The operating theater at this sanatorium is the case department. It is here that the crowns, bracelets, and casings are refurbished, in a sort of glorified body shop, one that is immaculate enough that you could eat sushi off the counters. The day I visited, a particularly banged-up Yacht Master was undergoing some plastic surgery. To remedy the years of misadventures at sea, a tech in a green lab coat and safety goggles was working the case against a felt-covered wheel covered with cutting paste. As the case was rolled from side to side, the nicks were gradually ground away.
Once the scars are gone, it’s on to a different wheel covered with so microfiber sheets that bring the dial back to its original luster. And on to a third wheel for a final polish. But not every customer wants his dial restored. When a mountaineer’s Explorer came in for repair, a director realized that the watch belonged to a well-known alpinist who had summited Mount Everest. So he called the climber to ask whether he might want to leave the casing as is—after all, it had been a witness to history.
“I like the scarring on my casing, too,” I yell over the din of the sanding machines. Again my claim is met with a look that says, “You really need to take better care of that thing.”
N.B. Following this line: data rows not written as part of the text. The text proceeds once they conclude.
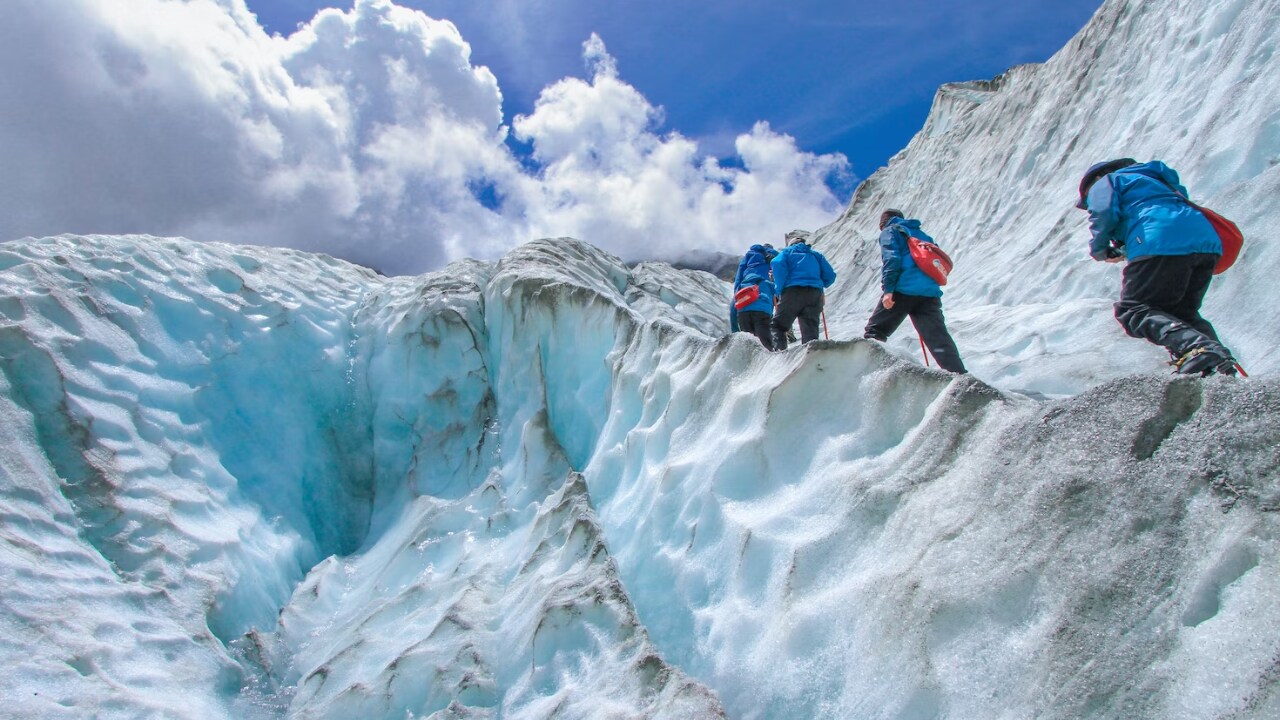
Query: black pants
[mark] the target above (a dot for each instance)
(803, 302)
(926, 314)
(758, 324)
(1160, 301)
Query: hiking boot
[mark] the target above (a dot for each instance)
(1203, 361)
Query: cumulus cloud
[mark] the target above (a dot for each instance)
(368, 135)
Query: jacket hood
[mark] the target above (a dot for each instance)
(909, 223)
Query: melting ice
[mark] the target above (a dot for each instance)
(241, 482)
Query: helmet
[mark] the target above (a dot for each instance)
(796, 236)
(1098, 171)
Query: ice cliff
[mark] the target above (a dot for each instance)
(241, 482)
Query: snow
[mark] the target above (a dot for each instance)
(247, 482)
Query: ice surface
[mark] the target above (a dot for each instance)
(993, 176)
(241, 482)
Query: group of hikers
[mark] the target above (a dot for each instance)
(1139, 213)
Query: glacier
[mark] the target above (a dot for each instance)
(250, 482)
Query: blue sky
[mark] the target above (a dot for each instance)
(408, 133)
(853, 77)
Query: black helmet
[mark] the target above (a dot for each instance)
(1098, 171)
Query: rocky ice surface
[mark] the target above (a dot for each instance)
(241, 482)
(995, 171)
(256, 483)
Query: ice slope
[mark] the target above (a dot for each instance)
(254, 483)
(246, 482)
(993, 176)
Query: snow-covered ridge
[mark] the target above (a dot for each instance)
(243, 482)
(254, 483)
(993, 176)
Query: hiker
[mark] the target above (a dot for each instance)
(800, 274)
(909, 292)
(755, 260)
(757, 317)
(1139, 213)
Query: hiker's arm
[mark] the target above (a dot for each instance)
(1104, 206)
(891, 267)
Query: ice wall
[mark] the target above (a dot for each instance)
(995, 171)
(255, 483)
(526, 499)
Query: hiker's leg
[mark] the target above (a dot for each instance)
(810, 315)
(758, 324)
(1197, 285)
(883, 322)
(928, 320)
(789, 306)
(1152, 287)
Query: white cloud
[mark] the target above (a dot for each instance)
(368, 135)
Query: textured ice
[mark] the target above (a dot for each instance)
(240, 482)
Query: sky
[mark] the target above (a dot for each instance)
(407, 135)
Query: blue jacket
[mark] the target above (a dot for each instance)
(899, 272)
(755, 260)
(1143, 209)
(799, 265)
(764, 304)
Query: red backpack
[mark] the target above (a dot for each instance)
(746, 296)
(929, 258)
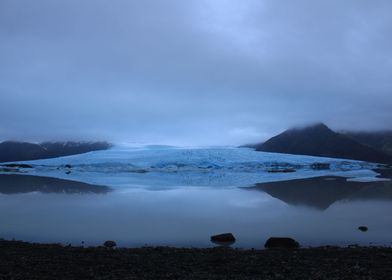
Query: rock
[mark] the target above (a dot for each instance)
(281, 242)
(223, 238)
(363, 228)
(18, 165)
(286, 170)
(320, 166)
(109, 244)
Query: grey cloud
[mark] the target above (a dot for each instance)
(191, 72)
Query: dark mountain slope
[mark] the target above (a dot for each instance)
(319, 140)
(18, 151)
(381, 140)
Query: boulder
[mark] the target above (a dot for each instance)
(363, 228)
(281, 242)
(18, 165)
(320, 166)
(109, 244)
(223, 238)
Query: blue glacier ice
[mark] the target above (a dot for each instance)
(159, 167)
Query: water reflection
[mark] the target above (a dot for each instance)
(322, 192)
(41, 209)
(14, 184)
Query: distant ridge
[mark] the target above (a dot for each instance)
(379, 140)
(20, 151)
(320, 140)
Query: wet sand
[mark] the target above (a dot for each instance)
(20, 260)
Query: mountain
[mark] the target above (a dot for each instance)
(381, 140)
(18, 151)
(319, 140)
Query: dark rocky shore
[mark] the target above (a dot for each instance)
(21, 260)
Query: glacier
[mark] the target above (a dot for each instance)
(159, 167)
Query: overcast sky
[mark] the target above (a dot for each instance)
(192, 72)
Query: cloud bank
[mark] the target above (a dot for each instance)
(191, 72)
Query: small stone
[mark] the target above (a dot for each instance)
(109, 244)
(363, 228)
(281, 242)
(223, 238)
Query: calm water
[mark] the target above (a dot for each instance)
(313, 211)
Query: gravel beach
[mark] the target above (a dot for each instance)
(22, 260)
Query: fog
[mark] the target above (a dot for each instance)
(192, 72)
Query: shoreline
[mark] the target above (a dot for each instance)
(23, 260)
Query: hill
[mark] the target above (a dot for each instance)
(381, 140)
(320, 140)
(18, 151)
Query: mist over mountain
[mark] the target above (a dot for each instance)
(380, 140)
(17, 151)
(320, 140)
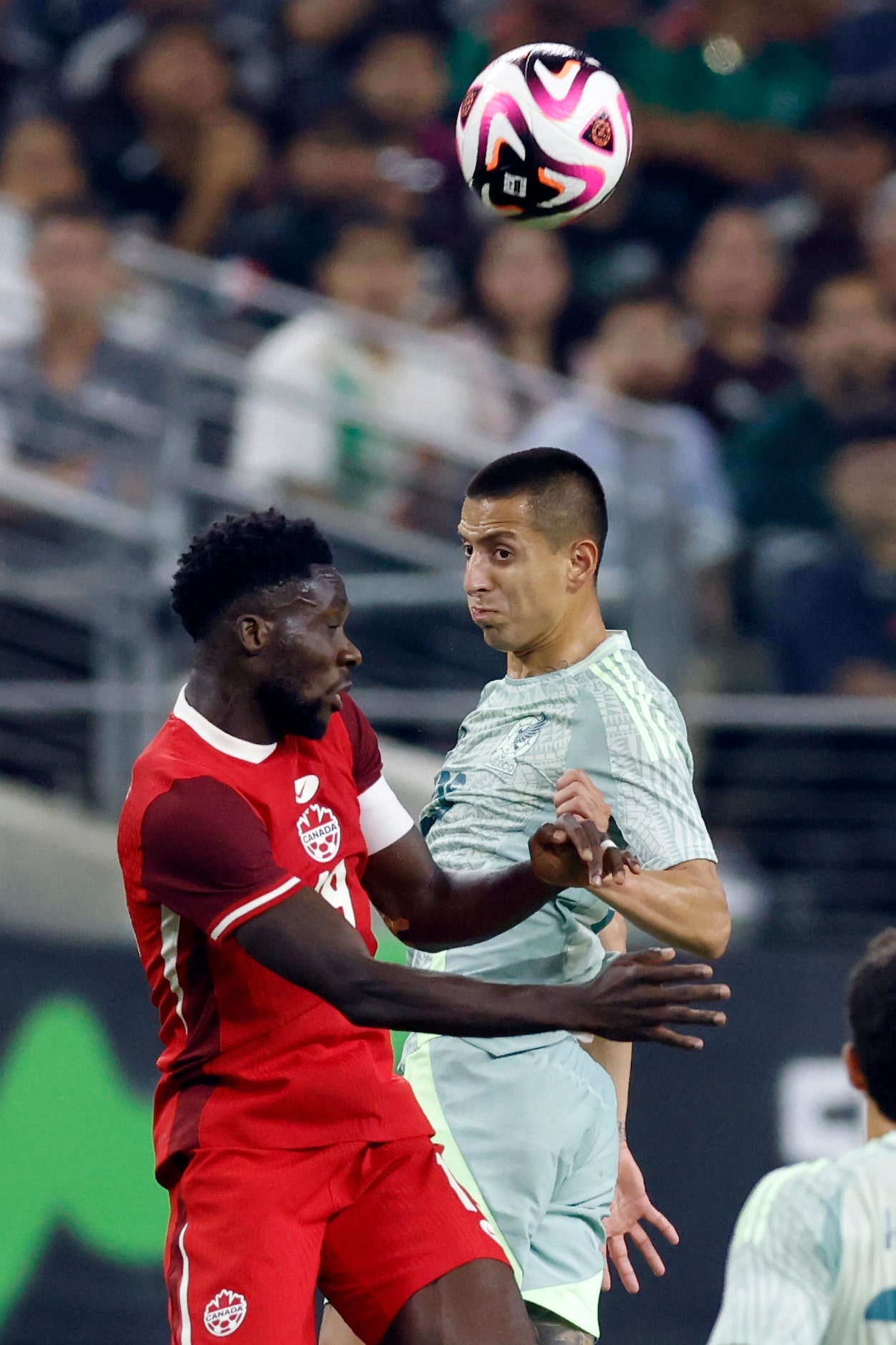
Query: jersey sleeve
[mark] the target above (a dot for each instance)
(649, 766)
(384, 819)
(784, 1262)
(206, 856)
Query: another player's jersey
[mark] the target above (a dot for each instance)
(214, 831)
(813, 1258)
(608, 716)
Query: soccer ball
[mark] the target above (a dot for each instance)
(544, 133)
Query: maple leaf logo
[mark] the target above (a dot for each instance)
(225, 1313)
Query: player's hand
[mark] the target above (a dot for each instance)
(638, 994)
(577, 794)
(574, 853)
(631, 1205)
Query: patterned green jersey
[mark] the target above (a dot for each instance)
(813, 1259)
(608, 716)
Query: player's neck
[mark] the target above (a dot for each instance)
(568, 643)
(233, 710)
(876, 1124)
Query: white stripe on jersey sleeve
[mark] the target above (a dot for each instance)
(384, 819)
(252, 905)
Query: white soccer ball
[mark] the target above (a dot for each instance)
(544, 133)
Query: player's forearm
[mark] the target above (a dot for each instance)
(462, 908)
(398, 997)
(615, 1056)
(684, 905)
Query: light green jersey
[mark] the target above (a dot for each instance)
(608, 716)
(813, 1258)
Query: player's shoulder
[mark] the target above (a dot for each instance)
(875, 1158)
(631, 700)
(796, 1193)
(353, 740)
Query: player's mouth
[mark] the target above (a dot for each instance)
(337, 693)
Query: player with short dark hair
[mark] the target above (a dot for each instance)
(813, 1258)
(565, 494)
(256, 834)
(531, 1126)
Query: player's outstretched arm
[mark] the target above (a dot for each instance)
(637, 998)
(432, 908)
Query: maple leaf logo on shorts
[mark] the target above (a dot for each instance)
(225, 1313)
(319, 833)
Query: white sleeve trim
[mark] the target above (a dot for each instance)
(252, 905)
(384, 819)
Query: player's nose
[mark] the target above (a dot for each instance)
(476, 576)
(350, 655)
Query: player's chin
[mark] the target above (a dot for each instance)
(496, 638)
(312, 721)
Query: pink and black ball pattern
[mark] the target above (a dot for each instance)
(514, 168)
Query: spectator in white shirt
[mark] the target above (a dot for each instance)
(657, 459)
(337, 407)
(39, 165)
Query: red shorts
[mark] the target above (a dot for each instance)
(254, 1231)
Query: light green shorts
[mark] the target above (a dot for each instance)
(531, 1135)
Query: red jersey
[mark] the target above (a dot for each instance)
(213, 831)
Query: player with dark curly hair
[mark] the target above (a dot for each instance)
(254, 837)
(813, 1259)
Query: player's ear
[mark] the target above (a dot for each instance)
(254, 632)
(583, 561)
(853, 1069)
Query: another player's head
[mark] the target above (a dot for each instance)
(533, 528)
(260, 597)
(871, 1005)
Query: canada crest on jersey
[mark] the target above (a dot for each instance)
(319, 833)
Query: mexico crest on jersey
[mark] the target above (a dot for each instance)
(319, 833)
(516, 744)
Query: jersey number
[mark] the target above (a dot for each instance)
(334, 888)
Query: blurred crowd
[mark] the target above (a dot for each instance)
(726, 322)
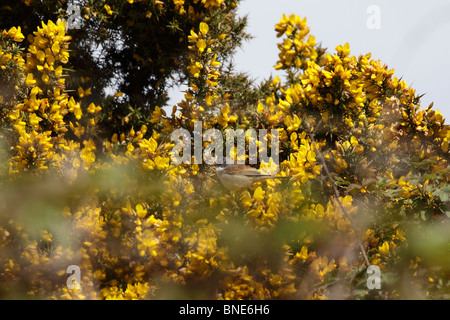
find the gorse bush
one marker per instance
(87, 177)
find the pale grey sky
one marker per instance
(413, 38)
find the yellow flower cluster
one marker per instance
(138, 226)
(295, 50)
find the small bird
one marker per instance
(237, 176)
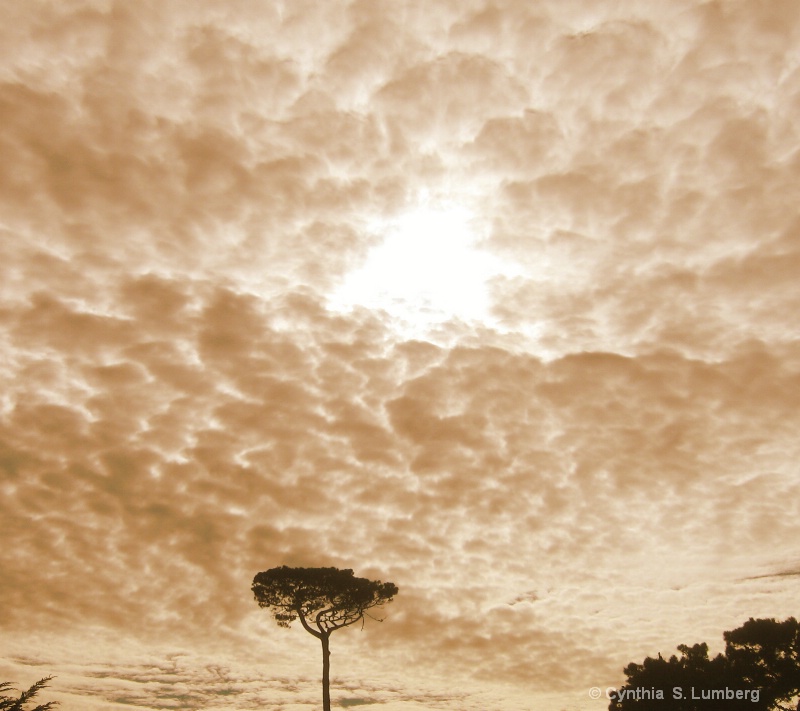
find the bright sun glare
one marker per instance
(427, 270)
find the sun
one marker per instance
(428, 269)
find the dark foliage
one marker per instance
(759, 671)
(324, 599)
(329, 598)
(11, 703)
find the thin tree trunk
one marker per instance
(326, 673)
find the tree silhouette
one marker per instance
(760, 671)
(9, 703)
(324, 599)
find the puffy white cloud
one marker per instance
(604, 470)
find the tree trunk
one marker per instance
(326, 672)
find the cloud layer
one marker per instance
(603, 469)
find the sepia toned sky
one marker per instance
(496, 300)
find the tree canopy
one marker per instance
(760, 671)
(10, 703)
(324, 600)
(329, 598)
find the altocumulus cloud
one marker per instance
(605, 470)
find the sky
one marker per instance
(495, 300)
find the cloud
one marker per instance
(601, 470)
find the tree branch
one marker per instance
(305, 624)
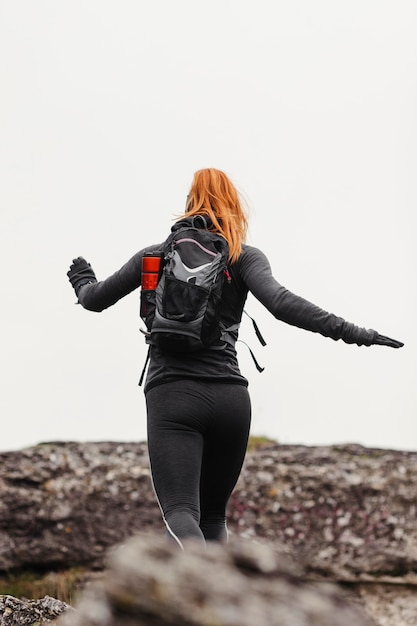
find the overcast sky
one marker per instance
(108, 108)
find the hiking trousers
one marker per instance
(197, 439)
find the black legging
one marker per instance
(197, 438)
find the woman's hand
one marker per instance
(80, 273)
(381, 340)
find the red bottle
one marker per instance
(151, 270)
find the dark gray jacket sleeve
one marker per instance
(99, 296)
(292, 309)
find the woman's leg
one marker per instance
(177, 417)
(224, 452)
(197, 438)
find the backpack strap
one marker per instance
(257, 331)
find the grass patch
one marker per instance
(62, 585)
(258, 441)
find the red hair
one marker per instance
(213, 194)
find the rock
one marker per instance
(150, 582)
(66, 504)
(345, 513)
(14, 612)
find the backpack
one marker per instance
(182, 314)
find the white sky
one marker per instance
(107, 109)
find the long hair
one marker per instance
(213, 194)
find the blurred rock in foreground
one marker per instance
(345, 514)
(151, 582)
(14, 612)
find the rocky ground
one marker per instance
(339, 514)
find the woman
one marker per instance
(198, 407)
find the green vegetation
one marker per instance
(62, 585)
(258, 441)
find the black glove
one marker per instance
(80, 273)
(381, 340)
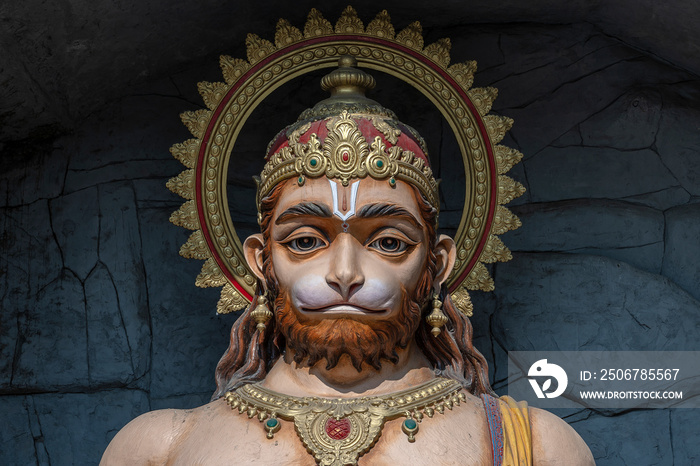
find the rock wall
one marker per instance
(101, 320)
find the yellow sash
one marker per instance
(517, 437)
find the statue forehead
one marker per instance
(369, 191)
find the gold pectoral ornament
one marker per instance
(337, 431)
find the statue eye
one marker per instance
(389, 245)
(305, 244)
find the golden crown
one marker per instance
(329, 140)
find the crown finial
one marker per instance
(347, 81)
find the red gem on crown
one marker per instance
(338, 429)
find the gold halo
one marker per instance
(377, 47)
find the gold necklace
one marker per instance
(337, 431)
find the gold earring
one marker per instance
(261, 314)
(436, 319)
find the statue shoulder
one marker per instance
(148, 439)
(556, 442)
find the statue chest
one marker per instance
(459, 437)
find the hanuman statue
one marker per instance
(351, 351)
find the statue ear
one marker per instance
(446, 252)
(252, 249)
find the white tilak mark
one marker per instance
(353, 199)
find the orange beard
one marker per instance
(330, 338)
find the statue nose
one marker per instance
(345, 273)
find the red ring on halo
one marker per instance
(338, 38)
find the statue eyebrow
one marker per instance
(386, 210)
(305, 208)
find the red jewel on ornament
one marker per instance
(338, 429)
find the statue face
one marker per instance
(339, 255)
(352, 266)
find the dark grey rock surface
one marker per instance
(100, 320)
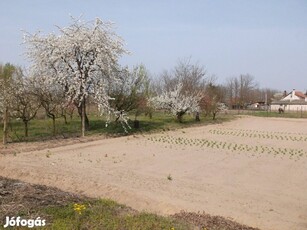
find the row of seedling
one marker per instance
(234, 147)
(259, 134)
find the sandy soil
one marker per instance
(251, 170)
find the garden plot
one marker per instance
(202, 144)
(222, 169)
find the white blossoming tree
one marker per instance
(25, 105)
(177, 102)
(81, 59)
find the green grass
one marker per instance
(106, 214)
(41, 129)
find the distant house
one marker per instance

With refinishing completed, the watch heads to a sort of decompression chamber fitted with high-tech gizmos that test how it will operate underwater and under pressure.
The day I was there a Sea Dweller, a watch that is waterproof to a depth of 4,000 feet, was put through the ringer inside a machine that looks as if it could be Tony Stark’s rice cooker. Once cleared, the watch receives another round of quality control, and then it’s reunited with its bracelet and packaged up for its return to its owner.
As I get back in the car to head home, I feel a bit guilty that I’ve brought my watch to see all the different treatments available, yet I did not leave him for some pampering. How many other relationships in my life have run without a hitch for more than 20 years? The look I get from this inanimate object is reminiscent of the one I get from our 11-year-old every time one of her friends gets a puppy.
“Soon,” I find myself whispering to no one in particular as I turn onto the Pennsylvania Turnpike. “I promise.”